Tuesday, July 29, 2008

Track Day #7 -- 2008/07/29

Another great trackday in the pacific northwest! Today was a really good day for me -- nothing broke, nobody crashed (that I could see) and I even learned a thing or two. What more can you ask for?

The day began with rain in the forecast, so I decided to not risk it with the DOT Competition tires. I swapped out the front pads for race brake pads, but left my street tires on the car (Bridgestone RE960AS).

Back in April I ran a track day where I had an odd vibration that I eventually tracked down to under-inflated street tires. The tire was rolling over the sidewall enough to cause a pretty loud vibration that got me meatballed twice (black flag with orange dot in the middle telling me to come into the pits and talk).

Well, not wanting this to happen again, I decided to increase the tire pressure a bit this time around to see if it would keep the noise from coming back. Lucky for me it was the solution I should have done back in April! The noise never came, and I was able to continue the entire day without being meatballed (that really shouldn't be a measure of success, but I'll take anything I can get). The tire pressures were 32 PSI front and 35 PSI rear (cold) which ended up being a perfect 40 PSI all the way around when the tires were hot. Not bad for a complete guess...

I ran the first session with an instructor along to give me pointers regarding any bad habits I might have acquired and to see if I'm ready for the advanced run group.

The main comment in the feedback was that I need to be much smoother through turns 4 and 5; essentially try to take a single arc through 4 and 4a; with maybe a light tap on the brakes to settle the car into T5. His observation was that I was adjusting the wheel a lot in the 4 and 4a combination -- definitely something to work on. I also spent some time working on T10-T11 transition and he (the instructor) suggested downshifting to 3rd into T10 and use the gas to balance the car through to T11. That worked pretty well; I didn't run out of revs and had pretty good control. My best time during the first session was 1:39.2 which is 0.4 seconds quicker than my previous best time (on street tires).
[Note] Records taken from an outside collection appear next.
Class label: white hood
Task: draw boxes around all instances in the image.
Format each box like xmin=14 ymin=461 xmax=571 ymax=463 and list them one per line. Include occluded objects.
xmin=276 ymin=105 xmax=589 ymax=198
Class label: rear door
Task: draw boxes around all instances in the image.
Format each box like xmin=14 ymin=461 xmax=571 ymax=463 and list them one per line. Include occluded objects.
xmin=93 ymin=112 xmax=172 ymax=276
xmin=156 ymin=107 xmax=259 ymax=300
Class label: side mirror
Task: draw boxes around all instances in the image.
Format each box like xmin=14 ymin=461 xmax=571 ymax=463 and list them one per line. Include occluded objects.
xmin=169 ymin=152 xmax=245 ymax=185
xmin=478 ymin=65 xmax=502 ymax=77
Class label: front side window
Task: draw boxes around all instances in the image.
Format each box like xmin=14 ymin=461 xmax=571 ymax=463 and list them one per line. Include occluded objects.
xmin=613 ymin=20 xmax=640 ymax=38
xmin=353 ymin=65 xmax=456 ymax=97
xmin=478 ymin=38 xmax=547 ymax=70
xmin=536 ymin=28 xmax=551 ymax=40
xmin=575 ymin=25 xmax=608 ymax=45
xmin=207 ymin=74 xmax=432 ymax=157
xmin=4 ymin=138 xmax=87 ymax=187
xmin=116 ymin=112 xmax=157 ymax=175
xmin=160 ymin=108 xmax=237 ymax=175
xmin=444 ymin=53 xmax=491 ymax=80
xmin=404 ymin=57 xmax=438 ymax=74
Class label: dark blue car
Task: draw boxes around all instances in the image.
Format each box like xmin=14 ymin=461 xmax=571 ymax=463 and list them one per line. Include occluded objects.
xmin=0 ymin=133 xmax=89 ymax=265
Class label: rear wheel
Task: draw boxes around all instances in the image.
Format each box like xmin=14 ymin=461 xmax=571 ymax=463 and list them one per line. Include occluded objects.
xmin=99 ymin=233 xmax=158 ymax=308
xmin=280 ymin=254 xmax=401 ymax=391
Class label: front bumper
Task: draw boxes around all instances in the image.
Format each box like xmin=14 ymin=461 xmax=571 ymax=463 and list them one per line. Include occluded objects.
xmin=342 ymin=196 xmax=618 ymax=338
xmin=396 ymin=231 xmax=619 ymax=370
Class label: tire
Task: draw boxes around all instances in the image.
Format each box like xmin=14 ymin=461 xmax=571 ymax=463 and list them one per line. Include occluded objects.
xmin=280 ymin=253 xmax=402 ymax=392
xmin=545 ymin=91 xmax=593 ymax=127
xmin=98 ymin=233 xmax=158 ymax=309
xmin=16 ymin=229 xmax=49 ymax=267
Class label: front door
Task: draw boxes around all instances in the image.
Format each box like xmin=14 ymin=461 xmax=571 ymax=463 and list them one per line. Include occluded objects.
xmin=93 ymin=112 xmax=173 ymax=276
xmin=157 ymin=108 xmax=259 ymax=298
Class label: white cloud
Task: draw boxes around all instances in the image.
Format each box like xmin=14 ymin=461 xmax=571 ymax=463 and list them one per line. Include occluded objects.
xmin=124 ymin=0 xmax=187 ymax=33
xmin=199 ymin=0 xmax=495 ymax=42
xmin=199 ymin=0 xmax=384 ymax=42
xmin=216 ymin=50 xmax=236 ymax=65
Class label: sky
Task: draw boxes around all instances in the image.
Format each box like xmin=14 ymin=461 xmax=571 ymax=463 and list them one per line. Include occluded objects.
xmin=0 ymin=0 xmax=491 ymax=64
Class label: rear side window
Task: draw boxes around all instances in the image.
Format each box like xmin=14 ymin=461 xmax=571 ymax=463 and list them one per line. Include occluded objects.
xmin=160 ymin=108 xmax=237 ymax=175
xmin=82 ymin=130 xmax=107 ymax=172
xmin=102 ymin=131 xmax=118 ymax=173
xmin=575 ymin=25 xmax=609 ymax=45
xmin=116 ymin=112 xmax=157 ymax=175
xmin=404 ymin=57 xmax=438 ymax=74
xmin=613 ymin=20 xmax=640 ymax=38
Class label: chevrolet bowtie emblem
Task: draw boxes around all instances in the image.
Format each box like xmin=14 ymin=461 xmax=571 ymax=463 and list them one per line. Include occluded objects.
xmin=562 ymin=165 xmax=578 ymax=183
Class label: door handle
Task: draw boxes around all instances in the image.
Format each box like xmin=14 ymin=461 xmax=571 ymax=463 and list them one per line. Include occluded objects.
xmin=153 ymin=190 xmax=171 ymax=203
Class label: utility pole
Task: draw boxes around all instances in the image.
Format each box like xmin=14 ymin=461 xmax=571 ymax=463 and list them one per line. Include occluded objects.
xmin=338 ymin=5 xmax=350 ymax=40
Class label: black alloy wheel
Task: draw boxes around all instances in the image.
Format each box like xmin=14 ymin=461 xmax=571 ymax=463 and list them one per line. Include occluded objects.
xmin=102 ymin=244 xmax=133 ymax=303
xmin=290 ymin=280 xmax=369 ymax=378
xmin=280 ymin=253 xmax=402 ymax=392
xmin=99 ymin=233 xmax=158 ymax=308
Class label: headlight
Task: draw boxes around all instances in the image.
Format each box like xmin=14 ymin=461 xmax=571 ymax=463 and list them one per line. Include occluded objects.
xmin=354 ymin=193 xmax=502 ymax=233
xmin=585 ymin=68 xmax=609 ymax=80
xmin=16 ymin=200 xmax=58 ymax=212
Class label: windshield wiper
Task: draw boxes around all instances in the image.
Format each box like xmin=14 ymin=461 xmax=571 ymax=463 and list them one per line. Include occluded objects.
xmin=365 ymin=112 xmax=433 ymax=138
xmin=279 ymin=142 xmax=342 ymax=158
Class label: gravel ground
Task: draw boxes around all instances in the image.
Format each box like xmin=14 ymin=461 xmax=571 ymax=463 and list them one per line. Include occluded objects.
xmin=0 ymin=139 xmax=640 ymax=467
Regarding running in advanced, he mentioned that I'm ready to move up if I need to, but should make the move based on traffic conditions -- essentially, move up when I feel that I'm being held back by other drivers. As it turns out, today was a really good day from a traffic point of view -- I was not running up on people that much today -- that might be different if/when I run the R-Comp tires, but for the moment it was good.

The second session was pretty much more of the same; I'm trying to improve my T4-T5 transitions and keep momentum up in T10-T11. My personal best time improved to 1:38.7. I had quite a few good laps without traffic I could use to try different entries and practise my steering without shuffling.

The real gains came in the third session where I managed a new best time of 1:37.6 which is exactly 2 seconds faster than my best lap from the last time I was on street tires in April -- and is only about 2 seconds slower than my June trackday time using the competition tires!

Due to technical difficulties (read: silly driver forgot to change camera batteries), I don't have video of the third session. But, I do have a comparison plot showing the improvement over the April Trackday:



The red line is the 2008-07-29 best lap and blue is the 2008-04-09 previous best lap. As you can see, I make up most of the time going into T1 and the T10-T11 complex.

Regarding equipment -- it always seems like I'm having one minor issue after another to deal with. Today was (and unlike last time... it really was) a great day for the equipment. I put on some brake temperature paint on the rotors to get the maximum temperature they reach while out there; and I also put on some Alcon temperature strips that you stick on the calipers and tell you the max temperature the caliper gets up to.

So, the rotors are running a bit hot -- the temperature paint turned yellow which means it's running about 1275 F to 1475 F. That's pretty hot for rotors (I'd prefer to see about 1000 F), but not catastrophic (anything above 1500 F is "bad"). The calipers were in better shape, running between 296 F and 330 F. The calipers are OK up to about 350 F before I need to worry. That probably explains why I've never faded my brakes, but managed to crack a rotor. The heat is getting dissipated before it hits the fluid in the caliper but the rotor is running pretty hot.

Given that, I spent some extra precautions at the end of the sessions where I'd drive through some access roads around the track to cool down the rotors and keep the pads from heat soaking the rotor and causing a crack. It seems to work so far, I don't have any cracks yet anyway. I still need to upgrade to 13" brake kit though and have a line on one, so will probably be putting that on before the next season.

There are a few trackdays left in the season I'm looking at (one in September and another in October), but I might call it a season -- I just purchased a motorcycle and will be spending the next few months learning to ride it (before the rain comes!) -- so it's a matter of balancing out the hobbies.